When you receive your genomic report, you have a movement of trepidation.What will it say? Will it have something that says you should do countermeasures immediately? Will it say something that you can do nothing about? The latter condition occurred for me. There were findings that had a strong impact on my psyche.

Two things were called out heavy.  The first was a cancer risk of melanoma (MC1R(R160W) locus). This did not concern me too greatly, as first my mom, and now my spouse have been diligent in their liberal application of sunscreen to the family.  Once I googled and pubmed searched the MC1R(R160W) locus, I found the evidence was less than compelling for a dramatic change of lifestyle. Just keep the sunscreen coming and I will likely be fine.

The carrier result was a little more of a shocker. A good personal friend has a daughter homozygous in this gene. It was discovered in utero and they have been vigilant ever since. Their daughter is now in her teens. Doing exceptionally well and acting like any normal kid – currently enthralled with dance class and other outdoor activities. She is a great example of preventative medicine done right. So getting tagged as pathogenic in this gene is giving me mixed feelings.  A mix of some worry and yet, almost pride. Even though my good friends don’t share my specific genetic lesion, it still feels very personal and connecting. Furthermore, this is one of the genes where modern genomic medicine is making great progress in understanding and treatment.
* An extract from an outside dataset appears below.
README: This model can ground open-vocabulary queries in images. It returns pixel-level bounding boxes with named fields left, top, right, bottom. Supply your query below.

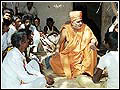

Will you also be a carrier of a pathogenic variation?

Carrier status is something all of us should expect.  Veritas recently publicly disclosed at the Precision Medicine World Congress that their database has 90% of customer reports as returning with carrier status for at least one pathogenic variant. Recent discussions with Robert Green at Harvard confirm this – he showed me a large dataset that gave the number as 92% of healthy populations as being carriers for known pathogenic variants. You might think that there are a lucky few (10%) who are not carriers, but think again. The average person will have close to 3 million differences from the reference genome and this may be an underestimate.  Distribute that unbiased across the genome and we have coding regions with close to 50 thousand variations since you have roughly 20 thousand genes. that means every gene has a approximately 2 variations in it. Now lots of approximating, and does not factor in selection against bad variations. Yet in that quick calculation, the main message is every gene is likely to have a variation and some genes will have multiple variations. So the original question of how many of these are pathogenic, becomes difficult to approximate. Publications suggest we may have up about 1300 suspect variations hiding in our genome. Yet definitive variants with “known” pathogenicity is likely to be much lower in your genome.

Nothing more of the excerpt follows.